Johannes Schindelin <johannes.schinde...@gmx.de> writes:

> Hi Junio,
>
> On Sat, 22 Jul 2017, Junio C Hamano wrote:
>
>> Johannes Schindelin <johannes.schinde...@gmx.de> writes:
>> 
>> > On Fri, 21 Jul 2017, Junio C Hamano wrote:
>> >
>> >> Jean-Noël Avila <jn.av...@free.fr> writes:
>> >> 
>> >> > Le 20/07/2017 à 20:57, Junio C Hamano a écrit :
>> >> >>
>> >> >> +      git diff --quiet HEAD && git diff --quiet --cached
>> >> >> +
>> >> >> +      @for s in $(LOCALIZED_C) $(LOCALIZED_SH) $(LOCALIZED_PERL); \
>> >> >
>> >> > Does PRIuMAX make sense for perl and sh files?
>> >> 
>> >> Not really; I did this primarily because I would prefer to keep
>> >> things consistent, anticipating there may be some other things we
>> >> need to replace before running gettext(1) for other reasons later.
>> >
>> > It would add unnecessary churn, too, to add those specific exclusions and
>> > make things inconsistent: the use of PRItime in Perl or shell scripts
>> > would already make those scripts barf.
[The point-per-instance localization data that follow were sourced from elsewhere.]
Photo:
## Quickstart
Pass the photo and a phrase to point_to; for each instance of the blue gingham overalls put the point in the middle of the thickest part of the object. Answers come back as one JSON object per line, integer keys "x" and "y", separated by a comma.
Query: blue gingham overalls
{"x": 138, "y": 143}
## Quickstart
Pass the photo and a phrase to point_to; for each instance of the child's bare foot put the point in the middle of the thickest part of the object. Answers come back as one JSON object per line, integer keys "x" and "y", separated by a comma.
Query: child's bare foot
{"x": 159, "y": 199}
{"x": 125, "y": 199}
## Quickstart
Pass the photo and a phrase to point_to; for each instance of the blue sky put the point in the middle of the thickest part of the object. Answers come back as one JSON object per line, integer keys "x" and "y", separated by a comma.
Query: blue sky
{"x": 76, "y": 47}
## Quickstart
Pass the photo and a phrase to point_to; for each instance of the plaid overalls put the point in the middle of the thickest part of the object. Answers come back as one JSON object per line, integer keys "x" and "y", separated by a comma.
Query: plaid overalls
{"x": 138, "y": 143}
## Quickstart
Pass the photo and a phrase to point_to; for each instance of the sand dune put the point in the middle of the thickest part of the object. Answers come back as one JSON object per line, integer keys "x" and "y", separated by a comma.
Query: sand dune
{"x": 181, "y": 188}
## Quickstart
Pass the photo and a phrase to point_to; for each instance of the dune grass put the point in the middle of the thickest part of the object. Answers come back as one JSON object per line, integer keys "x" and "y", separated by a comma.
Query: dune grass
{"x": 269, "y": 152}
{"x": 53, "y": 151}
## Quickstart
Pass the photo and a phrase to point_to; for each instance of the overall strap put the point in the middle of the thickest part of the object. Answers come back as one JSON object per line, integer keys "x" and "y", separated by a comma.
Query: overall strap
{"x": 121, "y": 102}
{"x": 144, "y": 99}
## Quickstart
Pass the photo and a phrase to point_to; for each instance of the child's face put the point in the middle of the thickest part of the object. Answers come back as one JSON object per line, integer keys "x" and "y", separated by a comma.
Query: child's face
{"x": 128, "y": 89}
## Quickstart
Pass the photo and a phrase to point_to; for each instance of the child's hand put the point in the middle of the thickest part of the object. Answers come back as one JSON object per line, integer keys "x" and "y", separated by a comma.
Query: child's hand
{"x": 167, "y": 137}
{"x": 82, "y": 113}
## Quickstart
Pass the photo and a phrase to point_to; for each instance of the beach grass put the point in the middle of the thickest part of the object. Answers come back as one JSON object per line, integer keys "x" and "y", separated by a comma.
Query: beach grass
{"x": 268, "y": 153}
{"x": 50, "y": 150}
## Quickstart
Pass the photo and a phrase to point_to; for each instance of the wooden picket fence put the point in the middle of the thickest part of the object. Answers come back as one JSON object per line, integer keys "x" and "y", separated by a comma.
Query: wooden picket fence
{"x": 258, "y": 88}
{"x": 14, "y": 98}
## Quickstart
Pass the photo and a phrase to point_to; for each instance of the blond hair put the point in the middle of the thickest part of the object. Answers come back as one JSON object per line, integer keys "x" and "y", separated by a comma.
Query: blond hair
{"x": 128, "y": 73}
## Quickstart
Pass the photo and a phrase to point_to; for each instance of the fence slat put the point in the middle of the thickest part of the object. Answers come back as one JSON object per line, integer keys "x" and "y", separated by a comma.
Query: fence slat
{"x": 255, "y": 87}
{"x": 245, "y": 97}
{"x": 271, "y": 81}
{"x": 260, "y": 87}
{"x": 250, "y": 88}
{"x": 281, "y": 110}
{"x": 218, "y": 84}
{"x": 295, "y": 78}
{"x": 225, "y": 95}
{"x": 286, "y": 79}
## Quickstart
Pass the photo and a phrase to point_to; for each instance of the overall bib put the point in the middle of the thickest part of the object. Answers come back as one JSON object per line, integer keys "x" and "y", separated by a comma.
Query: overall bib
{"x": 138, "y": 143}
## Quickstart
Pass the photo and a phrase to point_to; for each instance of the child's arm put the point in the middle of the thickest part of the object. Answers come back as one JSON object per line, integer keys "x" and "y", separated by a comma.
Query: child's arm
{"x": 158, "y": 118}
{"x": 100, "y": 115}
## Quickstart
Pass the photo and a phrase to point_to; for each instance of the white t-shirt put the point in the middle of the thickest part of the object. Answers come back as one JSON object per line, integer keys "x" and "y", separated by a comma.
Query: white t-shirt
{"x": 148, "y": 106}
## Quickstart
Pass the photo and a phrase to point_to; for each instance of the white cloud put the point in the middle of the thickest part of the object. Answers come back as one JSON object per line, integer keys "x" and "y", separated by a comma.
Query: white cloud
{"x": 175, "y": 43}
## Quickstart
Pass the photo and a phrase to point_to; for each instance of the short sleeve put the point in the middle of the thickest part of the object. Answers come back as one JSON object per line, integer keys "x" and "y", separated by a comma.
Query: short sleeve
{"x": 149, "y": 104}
And if it is unnecessary churn...
>> > let's not do it?
>> 
>> Sorry, but I cannot quite tell if you are in favor of limiting the
>> set of source files that go through the sed substitution (because we
>> know PRIuMAX is just as nonsensical as PRItime in perl and shell
>> source), or if you are in favor of keeping the patch as-is (because
>> changing the set of source files is a churn and substitutions would
>> not hurt)?
>
> I was in favor of keeping the simplest strategy: simply cover all files,
> including Perl and Unix shell scripts. It would not bring any benefit to
> exclude them.

OK.  I actually was OK to limit the potential damage to C sources,
but it does not matter that much in the bigger picture.